Никон умел добиваться своего. С 1653 года в память Филиппа-митрополита в Успенском соборе стали проходить торжественные службы с участием патриарха и царя. В Кремле, на месте храма Соловецких чудотворцев, Никон возвел церковь во имя апостола Филиппа, тезоименитого московскому святителю-митрополиту. Он также построил церковь во имя Филиппа в своем любимом Иверском Валдайском монастыре. Наконец, службы святителю Филиппу были внесены в церковные служебники и приобрели официальный и обязательный характер[179].

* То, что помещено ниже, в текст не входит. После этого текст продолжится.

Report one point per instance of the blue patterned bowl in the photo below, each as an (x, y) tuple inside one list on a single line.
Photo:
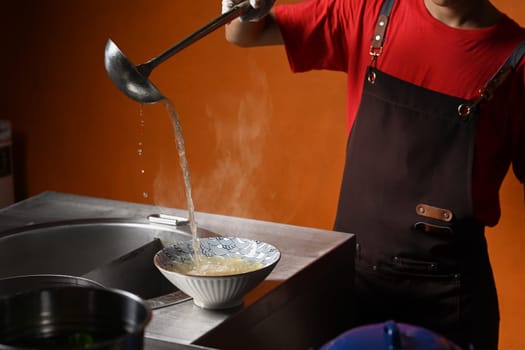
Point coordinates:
[(217, 291)]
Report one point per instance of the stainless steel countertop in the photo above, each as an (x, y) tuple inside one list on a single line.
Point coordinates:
[(315, 264)]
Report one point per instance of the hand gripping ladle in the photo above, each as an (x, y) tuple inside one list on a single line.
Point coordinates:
[(133, 80)]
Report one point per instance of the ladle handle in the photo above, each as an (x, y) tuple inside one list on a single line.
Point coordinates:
[(226, 17)]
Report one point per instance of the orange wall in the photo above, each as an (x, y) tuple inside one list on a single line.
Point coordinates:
[(261, 142)]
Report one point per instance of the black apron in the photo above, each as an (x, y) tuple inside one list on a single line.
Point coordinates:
[(406, 194)]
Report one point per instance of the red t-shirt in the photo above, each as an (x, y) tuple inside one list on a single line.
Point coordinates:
[(336, 35)]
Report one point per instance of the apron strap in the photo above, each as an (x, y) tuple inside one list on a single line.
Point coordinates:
[(487, 91), (379, 36)]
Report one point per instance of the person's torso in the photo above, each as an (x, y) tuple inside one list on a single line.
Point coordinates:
[(423, 51)]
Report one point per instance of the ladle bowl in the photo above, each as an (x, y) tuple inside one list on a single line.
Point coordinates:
[(133, 80)]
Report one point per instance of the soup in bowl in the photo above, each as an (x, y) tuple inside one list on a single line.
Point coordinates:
[(220, 271)]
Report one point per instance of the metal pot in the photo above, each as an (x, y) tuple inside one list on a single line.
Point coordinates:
[(73, 318), (17, 284)]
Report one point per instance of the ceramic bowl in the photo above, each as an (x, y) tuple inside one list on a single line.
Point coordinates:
[(223, 291)]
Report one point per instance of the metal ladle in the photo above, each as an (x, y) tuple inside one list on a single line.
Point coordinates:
[(133, 80)]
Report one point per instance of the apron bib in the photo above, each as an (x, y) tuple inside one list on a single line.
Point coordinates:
[(406, 194)]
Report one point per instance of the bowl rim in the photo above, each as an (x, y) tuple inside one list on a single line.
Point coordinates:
[(270, 265)]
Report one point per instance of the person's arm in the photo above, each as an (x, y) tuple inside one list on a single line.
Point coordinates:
[(256, 27)]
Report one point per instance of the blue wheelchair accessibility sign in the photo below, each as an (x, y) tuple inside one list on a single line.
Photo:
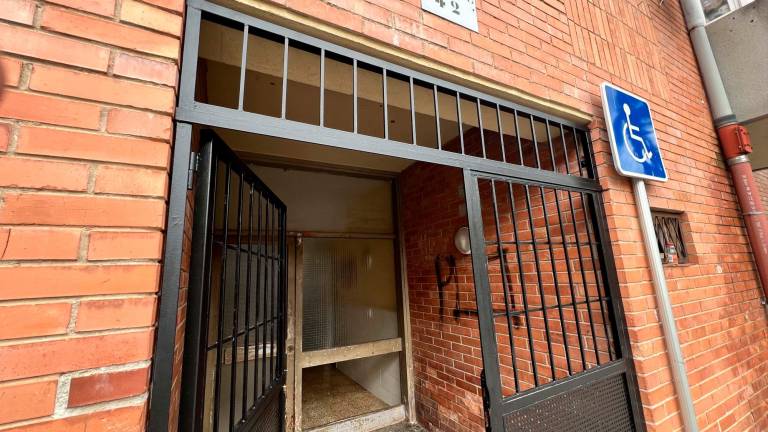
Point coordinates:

Культ святителя Филиппа свидетельствовал о политических симпатиях Никона. Больше того, здесь присутствовала фундаментальная для Средневековья идея уподобления: Никон брал за образец земной путь московского митрополита и в дальнейшем все перипетии собственной жизни соизмерял с его судьбой. В 1660 году в письме своему любимцу, патриаршему боярину Зюзину, он писал о «первообразных», чью злую участь — неправедное гонение от власть предержащих — он разделил. Перо Никона выстроило список от Иоанна Златоуста до «здешни Филиппа митрополита», в который, вольно или невольно, опальный патриарх включал и свое имя[180].
Если прах Гермогена находился в Кремле в Чудовом монастыре, то за прахом Иова и Филиппа надо было снаряжать настоящие посольства в Старицу и на Соловки. Последнее возглавил сам Никон. Выглядело это вполне естественно: сравнительно молодой, полный энергии и сил митрополит отправлялся в далекую обитель, находившуюся в пределах его епархии. К тому же Никон — выходец из Анзерского скита, тянувшегося к Соловкам. Но можно не сомневаться, что Никон отправлялся в далекий путь, подчиняясь еще и собственному душевному порыву.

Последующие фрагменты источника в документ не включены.